Fort Lisa (1812–1823) was established in 1812 in what is now North Omaha in Omaha, Nebraska by famed fur trader Manuel Lisa and the Missouri Fur Company, which was based in Saint Louis. The fort was associated with several firsts in Nebraska history: Lisa was the first European farmer in Nebraska; it was the settlement by American citizens set up in the then-recent Louisiana Purchase; Lisa's wife (his third) was the first woman resident of European descent in Nebraska; and the first steamboat to navigate Nebraska waters, the Western Engineer, arrived at Fort Lisa in September 1819.

Lisa established Fort Lisa on the Missouri River about 12 miles north of what became Omaha after abandoning his trading posts in the Upper Missouri River Valley, which were Fort Raymond/Manuel in Montana and the original Fort Lisa in North Dakota. The War of 1812 disrupted the fur trade with Native Americans for years.
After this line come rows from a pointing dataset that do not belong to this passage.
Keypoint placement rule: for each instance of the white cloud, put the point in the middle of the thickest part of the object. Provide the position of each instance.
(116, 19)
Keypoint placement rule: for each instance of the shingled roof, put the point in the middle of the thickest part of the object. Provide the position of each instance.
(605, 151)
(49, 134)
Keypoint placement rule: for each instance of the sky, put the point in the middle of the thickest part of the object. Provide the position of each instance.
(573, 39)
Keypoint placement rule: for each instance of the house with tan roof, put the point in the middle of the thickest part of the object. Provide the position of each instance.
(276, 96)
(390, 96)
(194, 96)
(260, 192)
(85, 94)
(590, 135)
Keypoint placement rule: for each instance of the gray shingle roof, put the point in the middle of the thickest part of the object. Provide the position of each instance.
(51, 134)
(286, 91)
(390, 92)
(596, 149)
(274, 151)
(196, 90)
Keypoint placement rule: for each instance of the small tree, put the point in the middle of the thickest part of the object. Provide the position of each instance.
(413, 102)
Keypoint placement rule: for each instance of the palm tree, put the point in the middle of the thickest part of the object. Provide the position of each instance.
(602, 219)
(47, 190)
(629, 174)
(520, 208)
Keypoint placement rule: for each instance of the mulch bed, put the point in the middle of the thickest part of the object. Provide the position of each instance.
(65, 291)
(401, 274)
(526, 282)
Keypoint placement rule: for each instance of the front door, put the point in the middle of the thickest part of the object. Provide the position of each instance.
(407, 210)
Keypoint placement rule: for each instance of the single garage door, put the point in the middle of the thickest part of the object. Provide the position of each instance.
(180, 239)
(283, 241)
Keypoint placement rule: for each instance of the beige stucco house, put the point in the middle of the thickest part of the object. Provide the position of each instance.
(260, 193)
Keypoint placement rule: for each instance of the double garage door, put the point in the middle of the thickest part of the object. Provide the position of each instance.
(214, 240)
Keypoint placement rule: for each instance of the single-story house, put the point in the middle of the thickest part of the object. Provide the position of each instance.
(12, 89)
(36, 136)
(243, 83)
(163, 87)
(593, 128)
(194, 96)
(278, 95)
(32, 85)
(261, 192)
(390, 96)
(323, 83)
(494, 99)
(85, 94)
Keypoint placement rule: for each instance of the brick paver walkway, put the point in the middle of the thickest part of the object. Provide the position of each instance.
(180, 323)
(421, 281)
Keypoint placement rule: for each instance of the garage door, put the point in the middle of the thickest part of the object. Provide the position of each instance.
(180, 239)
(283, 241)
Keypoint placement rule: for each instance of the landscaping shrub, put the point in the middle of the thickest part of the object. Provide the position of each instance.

Fort Lisa (Nebraska) was located, "at a point between five and six miles below the original Council Bluff – where Lewis and Clark had a council with the Missouri and Otoe Indians, August 3, 1804, and now the site of the town of Fort Calhoun..." The site of Fort Lisa is located at 11808 John J. Pershing Drive in the northwest corner of Hummel Park, north of Florence, Nebraska. Father De Smet, a historical figure after Lisa's time, identified the fort as being a mile north of Cabanne's Trading Post on the Ponca Creek.